Not long ago, we were still talking about teleworking and new flexible offices as emerging trends, and today they are already a reality.

 The emergence of the pandemic worldwide and the need to confine the population have led to a cultural and organizational change in companies such as we had not known before.

Overnight, and without any preparation in most cases, companies were forced to send their staff to telecommute and adopt new flexible and remote working relationships.

New reality: teleworking and new offices

In reality, these changes were already there, but the pandemic has accelerated them. Indeed, years ago we began to talk about the VUCA environment; of a different world as a result of the unstoppable advance of information and communication technologies, and of the globalization of relationships.

We live in an interconnected world, in which distances and schedules were already losing relevance. But above all, we were beginning to live in a new paradigm in which change was permanent and the tangible was being replaced by the intangible: ideas, knowledge, speed and flexibility were becoming the sustainable competitive advantages of this new it was.

Change had become a constant, and the fundamental values ​​to compete / survive in this new global environment are called dynamism, innovation, creativity, knowledge, flexibility, mobility, adaptability, learning, continuous improvement and speed.

Teleworking, one of the most significant changes, but not the only one

Among the most important changes in what the work itself is, it is worth highlighting:

  • Greater doses of flexibility and mobility – “work where and when you want.”
  • New corporate cultures, more transparent, innovative and horizontal, and a different leadership style, with differential attributes such as communication, flexibility and empowerment.
  • Greater prominence of people and their physical and emotional well-being.
  • Implementation of agile methodologies, which facilitate quick responses and generally favor innovation processes.

Scrum, agile, kanban … These are some of the agile work methodologies that emerged in the world of computing in the mid-eighties and early nineties, and that today have already been introduced in all types of companies. They offer a way to respond to the dizzying pace of change in this society of hyper connectivity and shared knowledge. 

What the pandemic has done is accelerate these changes that had already been introduced in our lives and ways of working, and especially the first, teleworking that has come to stay.

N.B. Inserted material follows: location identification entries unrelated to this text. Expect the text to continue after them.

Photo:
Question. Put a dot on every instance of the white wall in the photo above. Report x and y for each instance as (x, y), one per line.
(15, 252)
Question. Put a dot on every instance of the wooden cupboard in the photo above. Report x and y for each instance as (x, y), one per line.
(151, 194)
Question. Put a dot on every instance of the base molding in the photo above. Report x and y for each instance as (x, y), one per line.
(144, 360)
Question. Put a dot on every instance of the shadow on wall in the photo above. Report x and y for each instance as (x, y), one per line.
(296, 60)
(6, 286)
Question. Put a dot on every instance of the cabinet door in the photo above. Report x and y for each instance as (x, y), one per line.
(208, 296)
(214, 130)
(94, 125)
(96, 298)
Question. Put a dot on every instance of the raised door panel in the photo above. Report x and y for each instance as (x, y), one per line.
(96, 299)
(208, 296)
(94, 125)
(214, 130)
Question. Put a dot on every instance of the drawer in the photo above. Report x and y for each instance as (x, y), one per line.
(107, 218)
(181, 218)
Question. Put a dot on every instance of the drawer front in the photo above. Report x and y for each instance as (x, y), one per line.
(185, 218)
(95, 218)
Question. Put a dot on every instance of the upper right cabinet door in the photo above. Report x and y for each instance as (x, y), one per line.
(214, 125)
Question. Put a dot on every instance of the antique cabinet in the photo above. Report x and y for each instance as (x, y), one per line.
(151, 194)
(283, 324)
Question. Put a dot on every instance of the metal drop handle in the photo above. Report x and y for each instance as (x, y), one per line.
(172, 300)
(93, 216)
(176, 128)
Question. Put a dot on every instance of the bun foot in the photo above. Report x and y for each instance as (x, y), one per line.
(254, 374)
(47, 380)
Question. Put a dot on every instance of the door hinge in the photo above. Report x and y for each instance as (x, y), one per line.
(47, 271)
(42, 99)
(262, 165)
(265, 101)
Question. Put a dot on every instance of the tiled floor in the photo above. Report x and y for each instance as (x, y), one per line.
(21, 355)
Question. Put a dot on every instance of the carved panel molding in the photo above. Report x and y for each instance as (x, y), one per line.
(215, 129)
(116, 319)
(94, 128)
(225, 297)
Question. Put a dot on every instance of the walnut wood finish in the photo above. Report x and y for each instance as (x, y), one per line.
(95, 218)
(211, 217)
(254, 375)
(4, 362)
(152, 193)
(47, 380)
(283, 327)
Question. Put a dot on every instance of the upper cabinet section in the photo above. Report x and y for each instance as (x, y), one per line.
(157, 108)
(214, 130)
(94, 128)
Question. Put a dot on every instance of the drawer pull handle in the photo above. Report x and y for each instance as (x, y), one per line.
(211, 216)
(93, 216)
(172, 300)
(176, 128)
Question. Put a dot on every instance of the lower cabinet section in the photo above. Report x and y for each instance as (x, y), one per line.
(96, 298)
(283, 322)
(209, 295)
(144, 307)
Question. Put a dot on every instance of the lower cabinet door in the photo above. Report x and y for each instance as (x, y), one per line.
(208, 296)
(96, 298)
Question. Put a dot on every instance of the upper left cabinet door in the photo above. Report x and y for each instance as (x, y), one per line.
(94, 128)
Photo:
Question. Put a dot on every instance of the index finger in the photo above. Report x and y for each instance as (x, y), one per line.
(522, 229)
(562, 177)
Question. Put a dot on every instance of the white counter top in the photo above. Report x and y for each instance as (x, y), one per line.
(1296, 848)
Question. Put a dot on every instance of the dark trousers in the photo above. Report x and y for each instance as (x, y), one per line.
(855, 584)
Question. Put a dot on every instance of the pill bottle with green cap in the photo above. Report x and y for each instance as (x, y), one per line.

Teleworking has been one of the great changes that the Covid19 pandemic has imposed on our lives. Before the outbreak of this health crisis, the number of companies with employees teleworking in Spain was 5% compared to 34% in May. The increase in these figures led the Government to work on a Telework Law.

95% of workers would like to continue teleworking partially

As published by RRHHDigital , Alares and Fundación Alares have taken stock of how companies and the people who work in them see this modality and what changes will be experienced this year. 86% of companies value business experience in relation to teleworking as “good” and “very good” and 95% of workers would like to continue teleworking.  

Teleworking creates stress

In general, 50% of companies say that teleworking has increased competitiveness, but 70% have not established procedures to measure the productivity of remote work.

According to this article, almost all experts agree that, while new forms of teleworking are being implemented, problems of anxiety, stress, fear, phobias, family and couple related issues are growing.

58% of companies will continue with the teleworking modality

58% of the companies affirm in the aforementioned study that they will continue with the teleworking modality once the current situation is normalized. Eighteen percent will carry it out at least two days a week; 14% continuously except for occasions that require physical presence, and 11% will allow it one day a week. 

The report on teleworking carried out by Fundación Alares shows that the main challenges that male and female employees have had to face have been general anxiety due to the impact of the situation (15%), followed by social isolation (14%) and the difficulty to maintain a regular schedule (14%). Despite the stress, the most significant data is that 95% would like to continue teleworking to a greater or lesser extent, with two days a week being the highlight (39%).

Telecommuting? We want to go back to the office 

For all these reasons, workers do not want to give up their newly acquired job flexibility but also not to meeting up with others. Employees want to go back to the office. The question is: if I go to the office when I want and mainly to socialize, has the traditional concept of the office become obsolete? What should new workspaces look like to attract a much more flexible workforce? 

The majority bet is to move towards a hybrid system, which makes work at home compatible with offices or with working from “the third space”.

Hybrid model, teleworking and face-to-face, and offices to socialize

The office is not going away. So what about this widespread commitment to remote work? The answer seems clear: The future of work and workspaces is hybrid.

Does any type of office work? Certainly not. In fact, companies are already designing and implementing spaces that are quite different from those before the pandemic. The alternative, today more than ever, are shared non-territorial positions in which each space belongs to everyone.

The office is the connection point of the workforce and the soul of the companies; it is the place where things happen. Its function today is socialization, and this has clear benefits in terms of motivation, communication, cooperation and well-being of people. In this sense, the offices represent an essential asset for the productivity of the companies.